One question focused on where content development is going; is it vendor-sponsored or third party? Mr. Van Deloo said that it was a good mix of both and that transparency was key; fully disclosing which content is provided by third parties vs. brands.

With store navigability and traffic patterns as the fertile frontier, one vendor asked if Walmart.com would have the capability of showing shoppers where a product is located in a given store. Mr. Van Deloo responded that this was “on the radar” and that they are “looking at it.”

What about integration with smart phones? A mobile app is on the way; however, some content is better suited for the website and may never make its way to mobile.

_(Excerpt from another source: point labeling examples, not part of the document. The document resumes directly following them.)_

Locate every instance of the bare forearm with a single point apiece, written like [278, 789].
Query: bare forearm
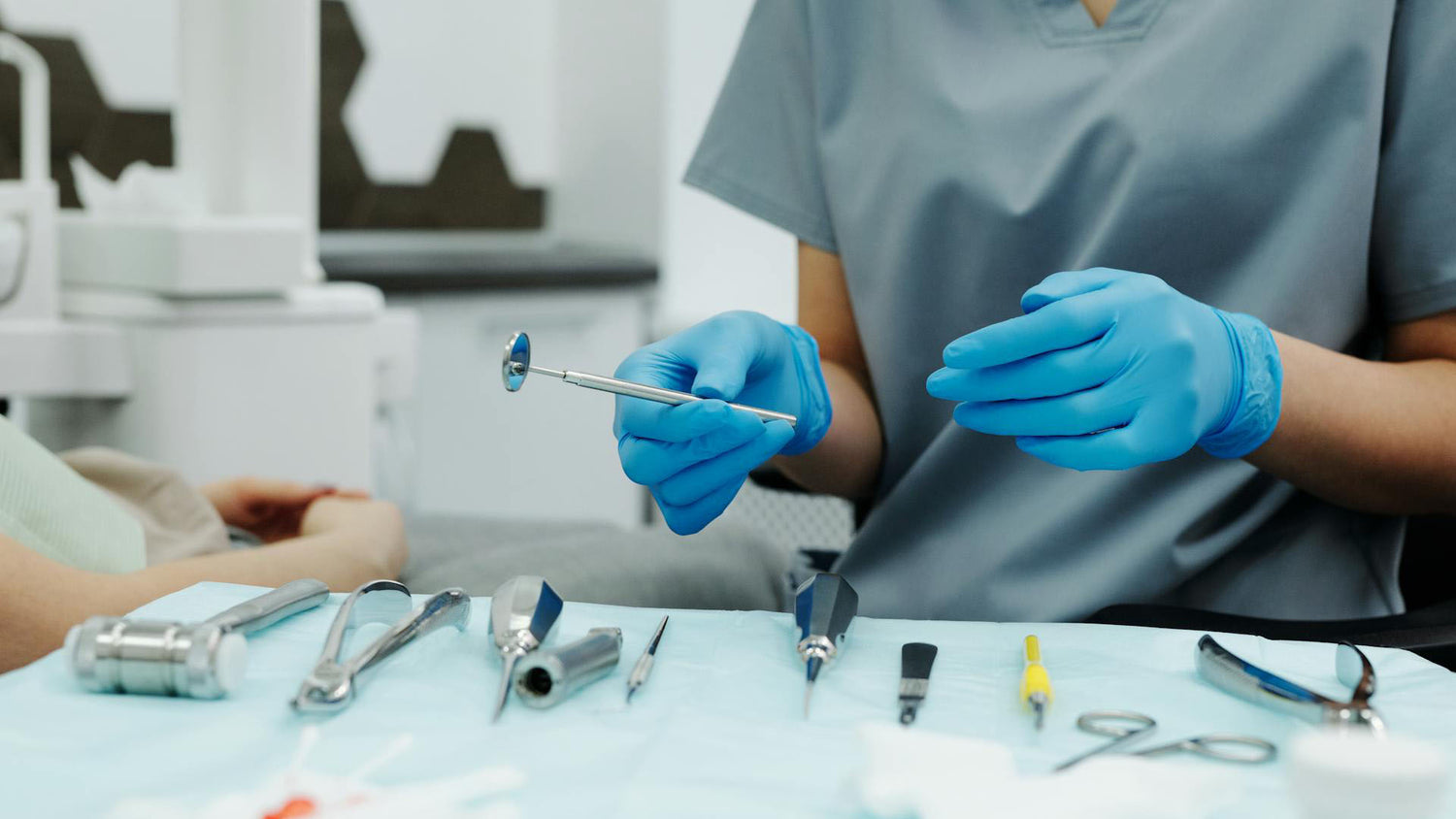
[1379, 437]
[332, 557]
[41, 598]
[846, 461]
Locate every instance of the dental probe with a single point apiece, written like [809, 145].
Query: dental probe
[644, 665]
[515, 364]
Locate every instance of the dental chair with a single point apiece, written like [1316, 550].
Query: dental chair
[1429, 626]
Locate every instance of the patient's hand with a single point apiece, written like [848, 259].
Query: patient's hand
[373, 530]
[271, 509]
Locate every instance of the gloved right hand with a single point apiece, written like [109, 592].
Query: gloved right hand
[693, 457]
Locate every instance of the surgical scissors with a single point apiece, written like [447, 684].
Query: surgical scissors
[1127, 726]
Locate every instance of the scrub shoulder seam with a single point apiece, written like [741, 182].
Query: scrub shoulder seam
[1421, 303]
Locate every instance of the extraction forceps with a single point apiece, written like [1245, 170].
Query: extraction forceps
[1243, 679]
[515, 364]
[332, 682]
[1129, 726]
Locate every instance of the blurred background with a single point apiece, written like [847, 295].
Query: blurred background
[291, 239]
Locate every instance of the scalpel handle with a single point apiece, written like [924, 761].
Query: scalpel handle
[1243, 679]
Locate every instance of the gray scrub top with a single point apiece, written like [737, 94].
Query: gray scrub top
[1295, 160]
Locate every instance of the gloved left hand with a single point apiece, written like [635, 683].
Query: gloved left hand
[1109, 370]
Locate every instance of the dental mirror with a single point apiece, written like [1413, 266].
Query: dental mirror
[515, 364]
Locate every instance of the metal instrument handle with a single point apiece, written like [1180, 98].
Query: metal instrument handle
[1243, 679]
[1223, 746]
[1097, 722]
[348, 614]
[450, 606]
[658, 395]
[268, 608]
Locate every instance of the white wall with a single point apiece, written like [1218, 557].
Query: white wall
[611, 114]
[600, 101]
[713, 258]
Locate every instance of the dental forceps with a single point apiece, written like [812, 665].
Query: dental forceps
[515, 364]
[332, 682]
[1129, 726]
[1235, 675]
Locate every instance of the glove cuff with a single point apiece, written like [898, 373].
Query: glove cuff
[1258, 381]
[815, 410]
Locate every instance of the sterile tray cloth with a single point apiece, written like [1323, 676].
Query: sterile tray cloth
[718, 731]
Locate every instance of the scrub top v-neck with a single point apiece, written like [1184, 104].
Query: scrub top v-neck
[1292, 160]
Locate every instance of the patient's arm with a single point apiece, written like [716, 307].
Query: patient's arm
[343, 541]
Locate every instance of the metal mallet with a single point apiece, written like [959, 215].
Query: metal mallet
[203, 661]
[550, 675]
[523, 611]
[515, 364]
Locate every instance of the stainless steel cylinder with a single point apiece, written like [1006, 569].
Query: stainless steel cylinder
[150, 656]
[547, 676]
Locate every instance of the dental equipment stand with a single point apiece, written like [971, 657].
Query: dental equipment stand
[515, 364]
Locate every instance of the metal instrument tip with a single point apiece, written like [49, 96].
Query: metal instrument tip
[506, 687]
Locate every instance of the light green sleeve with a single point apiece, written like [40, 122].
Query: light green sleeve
[47, 507]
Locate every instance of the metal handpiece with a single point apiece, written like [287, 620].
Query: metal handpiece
[523, 612]
[203, 661]
[644, 665]
[823, 608]
[914, 678]
[515, 364]
[1243, 679]
[547, 676]
[265, 609]
[332, 684]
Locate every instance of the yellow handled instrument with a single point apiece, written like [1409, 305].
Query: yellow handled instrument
[1036, 684]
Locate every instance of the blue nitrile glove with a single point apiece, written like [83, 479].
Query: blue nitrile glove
[1109, 370]
[695, 455]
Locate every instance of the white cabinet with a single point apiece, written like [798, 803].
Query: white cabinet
[545, 451]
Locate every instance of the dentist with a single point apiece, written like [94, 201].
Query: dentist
[1100, 303]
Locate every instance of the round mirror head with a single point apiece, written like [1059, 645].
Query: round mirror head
[515, 361]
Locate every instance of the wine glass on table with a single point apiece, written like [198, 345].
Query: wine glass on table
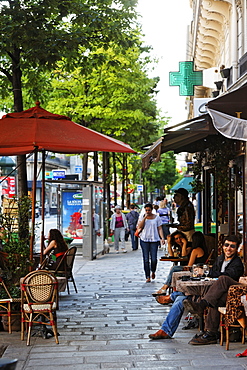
[206, 270]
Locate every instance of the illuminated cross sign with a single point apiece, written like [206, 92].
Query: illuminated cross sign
[186, 78]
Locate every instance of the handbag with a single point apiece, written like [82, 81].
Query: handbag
[127, 233]
[137, 233]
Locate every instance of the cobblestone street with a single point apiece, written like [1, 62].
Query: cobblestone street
[106, 325]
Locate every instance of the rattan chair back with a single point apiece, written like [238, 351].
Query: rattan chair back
[65, 267]
[40, 287]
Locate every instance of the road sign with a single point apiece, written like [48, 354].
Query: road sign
[186, 78]
[140, 188]
[58, 174]
[78, 169]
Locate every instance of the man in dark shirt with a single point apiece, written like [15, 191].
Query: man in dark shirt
[185, 212]
[227, 266]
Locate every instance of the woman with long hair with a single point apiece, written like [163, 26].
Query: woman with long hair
[56, 247]
[198, 255]
[118, 226]
[150, 236]
[164, 213]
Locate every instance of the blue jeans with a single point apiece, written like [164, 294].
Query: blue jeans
[172, 270]
[166, 230]
[173, 318]
[134, 240]
[149, 249]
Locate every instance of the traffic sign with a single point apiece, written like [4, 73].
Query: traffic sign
[140, 188]
[78, 169]
[58, 174]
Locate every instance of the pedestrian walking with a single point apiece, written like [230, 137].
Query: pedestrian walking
[132, 218]
[165, 214]
[118, 226]
[150, 236]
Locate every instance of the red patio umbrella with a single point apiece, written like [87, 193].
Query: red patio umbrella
[36, 129]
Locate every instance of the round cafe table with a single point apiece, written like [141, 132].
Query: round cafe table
[194, 287]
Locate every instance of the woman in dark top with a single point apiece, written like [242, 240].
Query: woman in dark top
[199, 252]
[56, 247]
[196, 251]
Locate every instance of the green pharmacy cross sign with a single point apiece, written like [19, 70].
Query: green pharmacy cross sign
[186, 78]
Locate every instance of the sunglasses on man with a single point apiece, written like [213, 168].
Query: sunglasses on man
[230, 245]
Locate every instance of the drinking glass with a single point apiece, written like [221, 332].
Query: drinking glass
[206, 270]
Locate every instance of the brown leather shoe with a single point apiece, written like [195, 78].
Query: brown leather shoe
[160, 334]
[163, 299]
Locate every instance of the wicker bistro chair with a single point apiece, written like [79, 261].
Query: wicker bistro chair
[231, 314]
[65, 267]
[6, 305]
[39, 300]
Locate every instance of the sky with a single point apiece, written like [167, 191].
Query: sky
[164, 23]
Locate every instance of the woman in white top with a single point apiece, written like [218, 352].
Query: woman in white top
[151, 226]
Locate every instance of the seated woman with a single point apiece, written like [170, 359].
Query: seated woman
[56, 248]
[177, 243]
[198, 254]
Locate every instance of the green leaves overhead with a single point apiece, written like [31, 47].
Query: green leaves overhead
[114, 97]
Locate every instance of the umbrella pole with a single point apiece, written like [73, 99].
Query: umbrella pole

The world of Walmart.com is changing so rapidly, I suggest that brands, even those that don’t have a presence on the site, make it a weekly destination just as they do Walmart stores (you do that, right?). Even if you’re not planning a major ad buy, there’s no harm in lurking and learning . . . about what your competitors are doing, where Walmart is focusing (remember, online is aligning with offline), and what Walmart shoppers are saying. Clearly, Walmart.com isn’t a speculative play or fringe initiative, it’s measurable, it’s a vital link in the shopper decision continuum and it allows you to continue the conversation. I think Mr. Van Deloo articulated the opportunity perfectly early in his presentation: "Delivering impact when she’s making choices.”